Delhi Police detains JNUSU President Aishe Ghosh as students try to push through barricades

The students were stopped just 1 km away from the JNU campus on Baba Gangnath Marg by the Delhi Police barricades
JNU students try to pull down police barricades  (Pic: JNUSU)
JNU students try to pull down police barricades (Pic: JNUSU)

The Jawaharlal Nehru University Students' Union President Aishe Ghosh has reportedly been detained after the students' march to the Parliament met with police barricades and a 1200-personnel-strong force on Baba Gangnath Marg, only a kilometre away from the JNU campus where Section 144 is still in place. The students formed a human chain and breached through the barricades. A scuffle broke out between the police and the students for a brief moment but they have not lathi-charged yet.

"The Delhi Police stopped JNU students peaceful march to parliamentarians. The MHRD is fooling students by forming this committee. Why didn't the committee suspend fee hike till dialogue is happening?" asked Former JNUSU President N Sai Balaji. Not just Aishe but some other students as well have been detained when they tried to climb past the barricades put in by the Delhi Police.

"Students have been brutally beaten and detained by police. Some students are on a bus behind the barricades and some of them are injured," said Apeksha Priyadarshini, member of students' organisation, BASO.  The police officers were also seen recording the events. The police had the area barricaded and had also deployed paramilitary forces to seal the university gates just before the march was supposed to start at 11 am.

The JNUSU had called for a united march across the streets of Delhi on November 18, 2019, "to save public institutions of higher education". "At a time when fee hikes are rampant across the country, students have emerged as the first line of defence for inclusive education. We invite all students of Delhi, to join us as we march on foot from JNU to the Parliament on the first day of the winter session of the Parliament. We also would like to appeal to students outside Delhi to organize protest gatherings on the November 18 to mark a National Day of Protest, to safeguard education as a right, and oppose its transformation into a commodity," said Aishe Ghosh, President, JNUSU.
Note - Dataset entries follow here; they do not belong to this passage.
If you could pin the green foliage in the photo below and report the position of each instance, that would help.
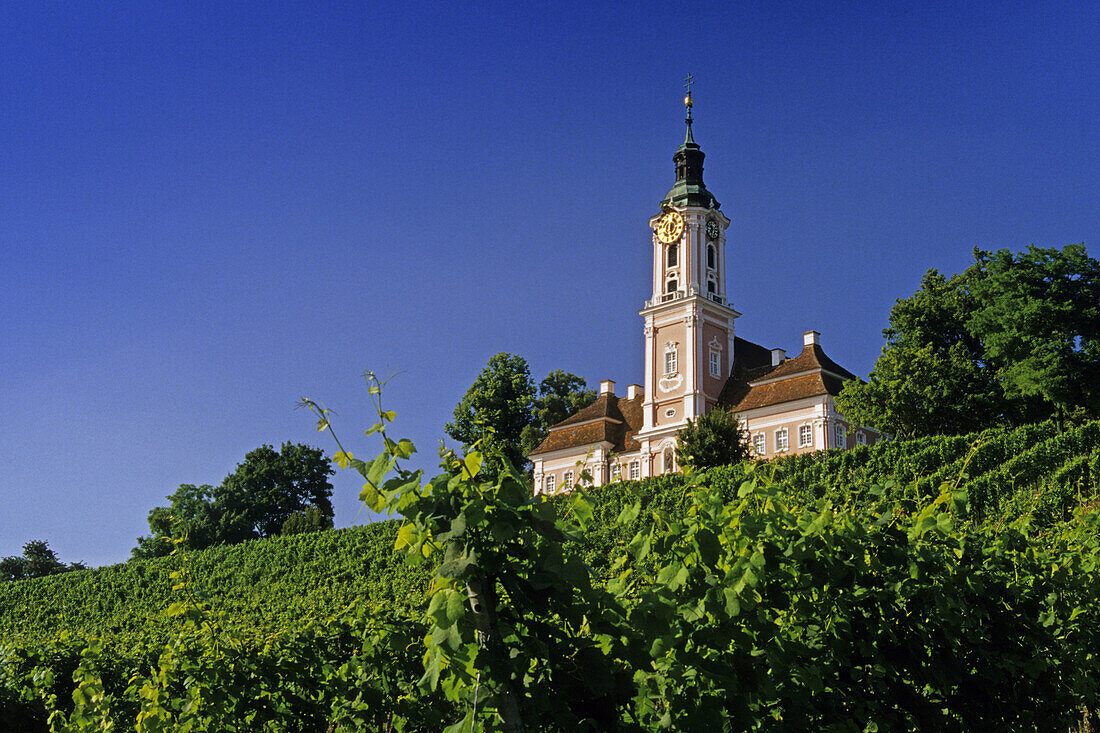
(310, 520)
(944, 583)
(561, 394)
(1013, 339)
(1040, 323)
(714, 439)
(257, 500)
(36, 561)
(496, 408)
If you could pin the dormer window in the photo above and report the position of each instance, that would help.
(670, 360)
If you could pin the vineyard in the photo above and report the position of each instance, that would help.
(943, 583)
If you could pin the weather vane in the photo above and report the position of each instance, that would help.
(688, 101)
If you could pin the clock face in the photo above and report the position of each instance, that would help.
(670, 227)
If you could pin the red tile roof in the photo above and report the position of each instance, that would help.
(608, 419)
(810, 374)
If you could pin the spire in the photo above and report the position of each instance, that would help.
(689, 189)
(689, 102)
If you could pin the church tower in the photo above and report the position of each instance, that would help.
(689, 320)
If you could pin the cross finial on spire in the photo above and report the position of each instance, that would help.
(688, 100)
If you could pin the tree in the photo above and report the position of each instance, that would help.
(495, 409)
(714, 439)
(504, 411)
(259, 499)
(1040, 323)
(190, 515)
(1012, 339)
(268, 487)
(561, 394)
(37, 561)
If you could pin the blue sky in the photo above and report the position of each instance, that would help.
(209, 210)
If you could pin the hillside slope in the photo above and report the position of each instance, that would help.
(283, 582)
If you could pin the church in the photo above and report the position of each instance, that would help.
(694, 360)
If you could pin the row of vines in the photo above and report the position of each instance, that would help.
(945, 583)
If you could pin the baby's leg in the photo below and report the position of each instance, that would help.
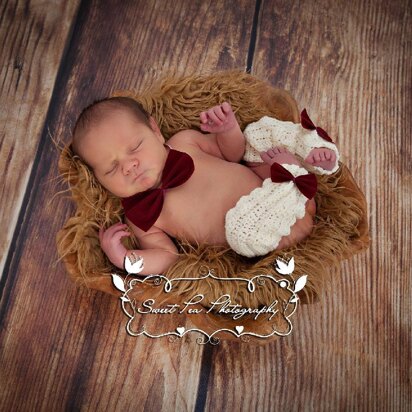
(320, 156)
(275, 154)
(302, 227)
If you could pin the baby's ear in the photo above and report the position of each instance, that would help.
(154, 125)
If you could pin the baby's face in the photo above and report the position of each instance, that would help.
(127, 157)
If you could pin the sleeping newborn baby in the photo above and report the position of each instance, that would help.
(194, 188)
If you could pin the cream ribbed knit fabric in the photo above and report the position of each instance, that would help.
(269, 132)
(255, 225)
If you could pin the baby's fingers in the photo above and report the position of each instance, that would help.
(226, 107)
(213, 117)
(203, 117)
(219, 113)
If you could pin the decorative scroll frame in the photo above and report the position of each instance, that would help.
(281, 267)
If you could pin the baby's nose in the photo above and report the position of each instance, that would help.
(130, 166)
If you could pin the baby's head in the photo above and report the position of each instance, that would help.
(121, 144)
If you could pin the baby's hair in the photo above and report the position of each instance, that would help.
(98, 110)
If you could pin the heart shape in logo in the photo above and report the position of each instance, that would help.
(180, 330)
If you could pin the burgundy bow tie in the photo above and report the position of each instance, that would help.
(307, 184)
(144, 208)
(308, 124)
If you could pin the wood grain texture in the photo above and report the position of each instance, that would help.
(349, 63)
(33, 35)
(63, 347)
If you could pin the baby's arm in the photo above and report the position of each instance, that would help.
(157, 249)
(221, 121)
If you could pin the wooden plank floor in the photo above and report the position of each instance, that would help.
(349, 63)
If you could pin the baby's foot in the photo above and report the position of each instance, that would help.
(322, 157)
(279, 155)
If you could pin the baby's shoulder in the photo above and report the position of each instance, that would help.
(185, 136)
(193, 142)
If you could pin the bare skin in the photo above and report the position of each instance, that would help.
(194, 211)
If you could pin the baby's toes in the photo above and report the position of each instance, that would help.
(309, 159)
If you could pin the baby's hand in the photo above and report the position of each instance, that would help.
(111, 245)
(218, 119)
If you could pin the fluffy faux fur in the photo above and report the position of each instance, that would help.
(175, 102)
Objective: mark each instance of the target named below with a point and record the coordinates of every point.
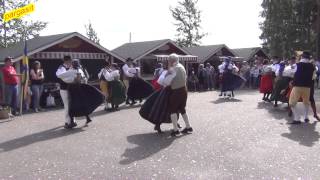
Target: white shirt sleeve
(108, 76)
(236, 69)
(69, 76)
(100, 73)
(125, 69)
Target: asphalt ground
(242, 138)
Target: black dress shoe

The intervention of the MHRD minister Ramesh Pohriyal in the issue and the subsequent announcement of the "major rollback" of fees have been making headlines for the past week and the students say that this only shows that the MHRD and the JNU administration are "two sides of the same coin". They also made it clear that the JNUSU will not retreat. "JNU is poised upon the brink of destruction because if the JNU admin has its way, fees shall rise by more than 1100 percent making it the most expensive Central University in India. Adding fuel to the fire is the complete omission of the reservation policies in hostel allotment process that have ensure social justice on the campus. Furthermore, the administration plans, through the newly passed manual, to criminalise dissent, with punishments for any form of protest punishable by hefty fines and rustication from the university," said Saket Moon, Vice-President, JNUSU.